Posted by Padre Eugenio Cavallari on 20 January 2018

verdeSeguitemi, vi farò diventare pescatori di uomini

Letture: Giona 3,1‑5.10; I Corinzi 7,29‑31; Marco 1,14‑20.

1 ‑ Punti di partenza ‑ Il Vangelo contiene le prime parole della predicazione di Gesù: ‘Il tempo ormai è compiuto ‑ Il Regno di­ Dio è vicino: convertitevi e credete al Vangelo’; inoltre registra il primo ge­sto significativo sull'uomo: ‘Seguitemi, vi farò diventare pescatori di uomini’. L'insieme della Parola di Dio assume il carattere perentorio di un appello urgente, che Gesù rivolge ad ogni singolo uomo: convertirsi per credere a Gesù e seguirlo imitandolo nel suo modello di vita perfetta: amare Dio per se stesso e in tutti gli uomini, collaborando con lui alla salvezza del mondo. Anche oggi, data la situazione drammatica del mondo, l’invito di Gesù risuona in modo perentorio nella coscienza di ciascuno: ‘vieni anche tu a lavorare con me, senza indugiare più’!

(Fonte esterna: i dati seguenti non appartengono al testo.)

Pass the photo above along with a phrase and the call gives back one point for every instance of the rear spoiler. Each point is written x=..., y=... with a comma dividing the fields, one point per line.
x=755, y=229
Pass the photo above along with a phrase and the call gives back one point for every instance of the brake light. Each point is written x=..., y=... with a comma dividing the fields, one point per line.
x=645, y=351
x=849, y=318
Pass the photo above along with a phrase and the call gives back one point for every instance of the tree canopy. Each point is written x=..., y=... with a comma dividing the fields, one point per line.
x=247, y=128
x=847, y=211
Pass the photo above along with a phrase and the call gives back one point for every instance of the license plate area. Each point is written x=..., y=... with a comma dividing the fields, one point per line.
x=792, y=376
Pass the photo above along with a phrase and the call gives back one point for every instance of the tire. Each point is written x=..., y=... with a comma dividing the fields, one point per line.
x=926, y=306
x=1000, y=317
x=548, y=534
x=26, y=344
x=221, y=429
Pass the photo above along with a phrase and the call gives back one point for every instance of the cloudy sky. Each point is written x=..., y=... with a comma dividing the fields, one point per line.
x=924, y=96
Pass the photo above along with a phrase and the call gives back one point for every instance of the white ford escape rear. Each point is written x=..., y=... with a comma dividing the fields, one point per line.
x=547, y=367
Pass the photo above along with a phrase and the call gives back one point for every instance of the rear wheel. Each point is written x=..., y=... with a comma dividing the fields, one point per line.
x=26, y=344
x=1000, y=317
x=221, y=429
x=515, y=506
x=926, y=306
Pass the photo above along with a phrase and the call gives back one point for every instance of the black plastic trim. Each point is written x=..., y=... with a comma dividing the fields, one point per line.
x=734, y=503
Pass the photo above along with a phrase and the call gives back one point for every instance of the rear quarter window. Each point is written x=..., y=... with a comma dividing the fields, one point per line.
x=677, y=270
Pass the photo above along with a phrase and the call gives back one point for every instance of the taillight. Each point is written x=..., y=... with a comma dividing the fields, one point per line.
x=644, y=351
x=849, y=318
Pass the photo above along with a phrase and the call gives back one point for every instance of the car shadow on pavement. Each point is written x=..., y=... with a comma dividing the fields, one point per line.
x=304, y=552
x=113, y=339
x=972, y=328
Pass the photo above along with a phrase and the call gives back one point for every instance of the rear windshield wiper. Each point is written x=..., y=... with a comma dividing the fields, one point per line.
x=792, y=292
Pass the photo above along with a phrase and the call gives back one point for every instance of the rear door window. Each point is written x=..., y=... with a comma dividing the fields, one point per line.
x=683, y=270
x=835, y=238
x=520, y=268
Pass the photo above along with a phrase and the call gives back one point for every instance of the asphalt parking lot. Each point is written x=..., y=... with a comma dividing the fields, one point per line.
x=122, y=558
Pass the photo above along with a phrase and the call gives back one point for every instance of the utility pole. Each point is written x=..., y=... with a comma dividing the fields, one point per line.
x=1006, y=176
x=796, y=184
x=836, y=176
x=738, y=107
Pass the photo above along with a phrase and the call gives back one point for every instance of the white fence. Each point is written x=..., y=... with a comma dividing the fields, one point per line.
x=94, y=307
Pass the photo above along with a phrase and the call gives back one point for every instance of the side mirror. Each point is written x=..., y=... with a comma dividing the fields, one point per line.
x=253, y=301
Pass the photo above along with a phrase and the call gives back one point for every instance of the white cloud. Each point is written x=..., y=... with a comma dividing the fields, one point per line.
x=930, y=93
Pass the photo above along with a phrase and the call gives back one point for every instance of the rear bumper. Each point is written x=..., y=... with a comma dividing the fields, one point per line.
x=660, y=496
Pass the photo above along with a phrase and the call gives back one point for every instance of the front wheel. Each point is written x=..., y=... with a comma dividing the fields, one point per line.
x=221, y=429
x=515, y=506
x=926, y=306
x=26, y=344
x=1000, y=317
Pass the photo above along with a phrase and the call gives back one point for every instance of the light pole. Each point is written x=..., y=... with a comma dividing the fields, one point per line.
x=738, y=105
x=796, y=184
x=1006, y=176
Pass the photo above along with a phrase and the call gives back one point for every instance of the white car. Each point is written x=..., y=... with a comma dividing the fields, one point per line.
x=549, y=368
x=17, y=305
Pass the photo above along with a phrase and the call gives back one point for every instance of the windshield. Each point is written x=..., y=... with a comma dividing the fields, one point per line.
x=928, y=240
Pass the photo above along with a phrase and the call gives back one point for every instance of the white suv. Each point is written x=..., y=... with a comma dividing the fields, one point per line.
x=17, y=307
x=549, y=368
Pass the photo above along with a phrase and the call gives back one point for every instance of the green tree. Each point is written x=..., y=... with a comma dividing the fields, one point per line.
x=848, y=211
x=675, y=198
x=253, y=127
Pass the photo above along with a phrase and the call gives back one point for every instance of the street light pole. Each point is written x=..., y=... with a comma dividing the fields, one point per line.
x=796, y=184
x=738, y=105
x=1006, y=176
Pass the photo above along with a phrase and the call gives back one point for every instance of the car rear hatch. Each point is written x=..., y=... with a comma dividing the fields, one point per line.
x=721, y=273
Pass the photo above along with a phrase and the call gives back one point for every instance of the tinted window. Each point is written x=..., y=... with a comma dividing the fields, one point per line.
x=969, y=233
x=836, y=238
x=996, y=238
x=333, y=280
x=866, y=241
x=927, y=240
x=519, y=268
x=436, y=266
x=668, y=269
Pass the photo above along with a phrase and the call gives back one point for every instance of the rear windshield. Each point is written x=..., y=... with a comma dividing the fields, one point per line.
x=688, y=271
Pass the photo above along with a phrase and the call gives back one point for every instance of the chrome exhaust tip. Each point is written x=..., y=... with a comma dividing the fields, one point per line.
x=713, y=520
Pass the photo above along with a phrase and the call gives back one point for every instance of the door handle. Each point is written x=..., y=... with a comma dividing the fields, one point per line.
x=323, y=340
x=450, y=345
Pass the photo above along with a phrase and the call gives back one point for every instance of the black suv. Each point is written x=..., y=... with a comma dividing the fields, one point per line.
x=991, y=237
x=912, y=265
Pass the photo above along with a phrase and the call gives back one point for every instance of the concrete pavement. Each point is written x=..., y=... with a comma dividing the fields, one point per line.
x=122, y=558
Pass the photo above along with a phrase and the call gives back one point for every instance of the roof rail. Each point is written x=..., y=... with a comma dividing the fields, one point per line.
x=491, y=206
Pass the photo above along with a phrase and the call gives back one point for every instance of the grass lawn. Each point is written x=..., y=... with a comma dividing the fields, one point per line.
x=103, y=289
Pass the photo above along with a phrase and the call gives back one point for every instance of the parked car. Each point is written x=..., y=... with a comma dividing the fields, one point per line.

2 ‑ La conversione ‑ Essa ha connotati ben precisi e radicali: a) prima di tutto è necessario abbandonare, come i cittadini di Ninive, ogni opera ingiusta nella propria condotta; b) poi passare da un modello di vita, che ha come fine il possesso esclusivo e definitivo delle realtà temporali, a un codice di vita, che ha come centro le realtà spirituali ed eterne: ‘Quelli che usano del mondo – ci avverte Paolo - si comportino come se non ne usassero del tutto’; c) infine diventare tutti ‘pesca­tori di uomini’ per salvare la propria vita e quella altrui dal male e orientarla al bene. Direbbe Agostino: Delle realtà terrene dobbiamo soltanto usarne bene, per poter fruire definitivamente di Dio e dei beni eterni

3 ‑ Pescatori di uomini – Un tale compito fondamentale è quindi comune a tutti; non è solo un invito ad una missione straordinaria: il ministero sacerdotale, la vita di consacrazione totale per il Regno dei cieli, un impegno missionario nei Paesi del Terzo mon­do; non è neppure un invito a ‘convertire gli altri’, ma a convertire se stessi amando gli altri. Tutti insomma, in un modo o nell’altro, siamo apostoli del Vangelo dell'amore. Si tratterà quindi di predicare il Vangelo vivendolo con assoluta coerenza e trasformandolo di volta in volta, secondo le circostanze e le necessità, in pane, vestito, medicinali, libri, amici, opere sociali. In una parola: tra­sformare il Vangelo in mille gesti di amore concreto.

4 ‑ La vera professionalità ‑ È un dato di fatto molto positivo: ­in tutti gli ambienti culturali e sociali affiora o cresce una sensibilità, che porta ciascuno a farsi carico dei problemi dell'altro. Anche un ateo accetta volentieri questa ‘professione’ di umanesimo concreto. Ora, lo stile adatto, cioè la ‘professionalità’ tipica nel compiere questa missione, è quella di non discriminare mai nessuno, né diventare antagonisti degli altri. Il bene non sopporta etichette o firme personali: esige discrezione, delicatezza, riserbo, umiltà. Chi compie questa missione deve accettare anche le contesta­zioni o le preclusioni, cercando di scioglierle a poco a poco con tatto, mitezza e pa­zienza. Non si può ‘pescare’ se non con il cuore e con la luce del buon esempio!

5 ‑ Punti concreti ‑ a) Oggi c'è urgenza assoluta di ‘pescatori’ accorti e generosi, perché è cresciuta la domanda e il grido di aiuto di chi non ha voce e mezzi per vivere una vita decente; b) dobbiamo prediligere gli ambienti che l'uomo predilige, gli accenti che l'uomo predilige; c) tutta la pastorale e la fisionomia stessa di Chiesa va o­rientata ‘verso l'esterno’, dove l'uomo vive, lavora e soffre. Non aspettiamo che la gente venga a trovarci, magari in chiesa, ma andiamo noi a trovarla! Queste sono le famose ‘periferie’, di cui parla sempre Papa Francesco.